The Martini’s history is as fascinating as one would expect, with historical bits and pieces referenced as far back as the 19th century.
Although the history of this classic cocktail is often the subject of great speculation and debate, most believe the Martini originated in the United States, with many thinking the name was likely a derivative of a popular vermouth brand – Martini and Rossi – used in crafting this potent potable. Still, others believe the Martinez is the precursor cocktail that was served in San Francisco’s Occidental Hotel in the 1860s.
The current versions of this cocktail – like the easy espresso martini recipe have met the challenge of finding a delicious alternative to the traditional recipe, although there have been some interesting recipe twists in the Martini’s history.
The martini cocktail began to appear in recipe books dedicated to crafting cocktails – with, at that time, recipes and the proportion of ingredients varying by book/bartender. The earliest version of the Martini included equal portions of dry and sweet vermouth, gin, and a dash of orange bitters.
The recipe evolved over time. Eventually, the sweet vermouth was replaced by dry vermouth, and the amount of gin used to create the Martini increased. Beginning in 1920 and lasting more than a decade during Prohibition (1920-1933 in the United States), the Martini grew in popularity in the speakeasy era as a favorite of those who frequented places that served what was then illicit alcohol.
The bathtub gin made during this time was of poor quality, which ultimately evolved to the creation of the Dry Martini – as martini lovers at that time began to use vermouth to mask the taste of bathtub gin – with the vermouth mainly used to flavor chilled gin. Some even order extra-dry, with even less vermouth.
The James Bond – Martini Connection
The Martini, as a cocktail of distinction and elegance, gained further popularity when the Martini became the favorite drink of Ian Fleming’s fictional character James Bond. In the film adaptations of Fleming’s British Spy, Bond cemented this drink’s cultural status when he ordered his martinis – Shaken, Not Stirred.

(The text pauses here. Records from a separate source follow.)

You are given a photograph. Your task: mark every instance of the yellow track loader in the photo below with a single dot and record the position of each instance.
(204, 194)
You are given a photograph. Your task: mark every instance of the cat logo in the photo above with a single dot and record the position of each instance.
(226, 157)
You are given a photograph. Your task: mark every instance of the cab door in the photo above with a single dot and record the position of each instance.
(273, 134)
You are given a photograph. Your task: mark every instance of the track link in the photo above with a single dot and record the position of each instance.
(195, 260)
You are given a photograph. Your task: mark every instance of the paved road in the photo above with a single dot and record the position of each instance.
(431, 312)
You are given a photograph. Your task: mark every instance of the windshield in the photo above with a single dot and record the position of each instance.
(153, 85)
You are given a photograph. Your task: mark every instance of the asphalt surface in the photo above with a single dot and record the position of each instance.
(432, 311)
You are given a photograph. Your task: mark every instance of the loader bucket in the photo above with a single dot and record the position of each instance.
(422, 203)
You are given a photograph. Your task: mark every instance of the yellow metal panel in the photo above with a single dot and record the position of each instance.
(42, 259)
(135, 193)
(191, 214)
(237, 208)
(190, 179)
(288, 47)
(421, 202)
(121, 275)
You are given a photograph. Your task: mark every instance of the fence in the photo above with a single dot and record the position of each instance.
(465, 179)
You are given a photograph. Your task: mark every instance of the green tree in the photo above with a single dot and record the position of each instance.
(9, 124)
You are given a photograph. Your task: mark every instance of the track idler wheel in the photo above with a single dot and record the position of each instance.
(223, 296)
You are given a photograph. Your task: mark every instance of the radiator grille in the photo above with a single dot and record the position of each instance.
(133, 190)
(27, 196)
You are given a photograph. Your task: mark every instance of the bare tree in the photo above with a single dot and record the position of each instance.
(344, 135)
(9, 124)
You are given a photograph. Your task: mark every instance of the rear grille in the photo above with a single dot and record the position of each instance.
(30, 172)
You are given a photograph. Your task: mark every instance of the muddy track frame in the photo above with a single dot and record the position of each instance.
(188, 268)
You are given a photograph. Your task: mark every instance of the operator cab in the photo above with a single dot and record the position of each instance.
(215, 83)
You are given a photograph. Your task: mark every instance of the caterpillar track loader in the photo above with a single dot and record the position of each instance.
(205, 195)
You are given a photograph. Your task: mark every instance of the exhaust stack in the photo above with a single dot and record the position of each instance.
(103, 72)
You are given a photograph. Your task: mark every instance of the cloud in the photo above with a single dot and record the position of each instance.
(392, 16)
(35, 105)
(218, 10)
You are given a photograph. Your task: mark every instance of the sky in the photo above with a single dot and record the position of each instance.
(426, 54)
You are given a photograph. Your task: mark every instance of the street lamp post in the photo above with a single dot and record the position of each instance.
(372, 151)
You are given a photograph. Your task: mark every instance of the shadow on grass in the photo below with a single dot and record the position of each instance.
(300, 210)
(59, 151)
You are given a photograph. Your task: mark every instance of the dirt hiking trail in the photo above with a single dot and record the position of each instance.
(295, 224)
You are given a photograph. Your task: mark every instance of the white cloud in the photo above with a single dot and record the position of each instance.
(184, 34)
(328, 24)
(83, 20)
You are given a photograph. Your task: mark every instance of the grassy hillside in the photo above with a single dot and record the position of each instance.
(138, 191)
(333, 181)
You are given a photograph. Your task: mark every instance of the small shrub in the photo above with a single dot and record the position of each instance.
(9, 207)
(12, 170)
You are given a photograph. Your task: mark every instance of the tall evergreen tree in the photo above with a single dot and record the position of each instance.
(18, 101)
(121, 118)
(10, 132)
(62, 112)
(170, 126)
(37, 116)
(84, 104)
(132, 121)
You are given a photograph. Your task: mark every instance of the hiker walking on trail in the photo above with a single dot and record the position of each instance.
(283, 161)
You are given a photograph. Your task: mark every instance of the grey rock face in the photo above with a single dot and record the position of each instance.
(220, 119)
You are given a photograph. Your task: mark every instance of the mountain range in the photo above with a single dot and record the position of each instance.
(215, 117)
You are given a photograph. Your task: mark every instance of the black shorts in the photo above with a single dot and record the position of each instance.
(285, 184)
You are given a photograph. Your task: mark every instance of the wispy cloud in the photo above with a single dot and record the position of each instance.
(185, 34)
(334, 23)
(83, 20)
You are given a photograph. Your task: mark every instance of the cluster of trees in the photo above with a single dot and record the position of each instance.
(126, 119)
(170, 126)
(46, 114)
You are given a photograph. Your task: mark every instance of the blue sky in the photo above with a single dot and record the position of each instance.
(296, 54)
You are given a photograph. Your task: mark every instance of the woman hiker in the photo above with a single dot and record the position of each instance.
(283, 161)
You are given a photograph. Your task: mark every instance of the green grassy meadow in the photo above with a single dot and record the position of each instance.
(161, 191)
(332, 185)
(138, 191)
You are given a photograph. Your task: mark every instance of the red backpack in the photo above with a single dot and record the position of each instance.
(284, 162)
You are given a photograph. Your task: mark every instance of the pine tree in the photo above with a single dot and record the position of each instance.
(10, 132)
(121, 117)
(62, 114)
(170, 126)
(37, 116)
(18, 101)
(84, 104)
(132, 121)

Evolution & Variations of the Martini
Like most foods and cocktails, the Martini has evolved since its inception – with changes and variations that reflect current preferences and tastes. In addition to the popularized vodka martini, these are the other adaptations–
- Substituting a lemon twist or olive for the bitters.
- Adding olive brine to make a Dirty Martini
- Adding espresso & coffee liqueur creates an easy espresso martini recipe.
A Modern Twist on an Easy Espresso Martini Recipe
Even variations have variations. The following offers an updated version of the espresso martini, adding the deep, rich, and sweet flavor note of maple syrup.
- 1 1/2 Ounces Vodka
- 1 Ounce Coffee Liqueur
- 1 Ounce Freshly Brewed Espresso-Chilled
Pro-tip – If you do not have access to fresh espresso, use strong brewed coffee. Make sure it is CHILLED before adding the coffee to the shaker.
- 1/2 Ounce Maple Syrup-Adjust for Taste
- Ice Cubes
How to Make the Modern Twist on the Espresso Martini
- Fill the cocktail shaker with ice.
- Add the vodka, coffee liqueur, espresso/coffee, and maple syrup.
- Shake the contents vigorously for approximately 20 seconds, so mix/chill all ingredients.
- Use a strainer to pour the espresso martini into a martini glass.
- Add a dusting of cocoa powder or a few coffee beans.
Feel free to get a bit daring and try the ingredients you prefer. For example, a dash of cinnamon might be a delicious twist to the updated version.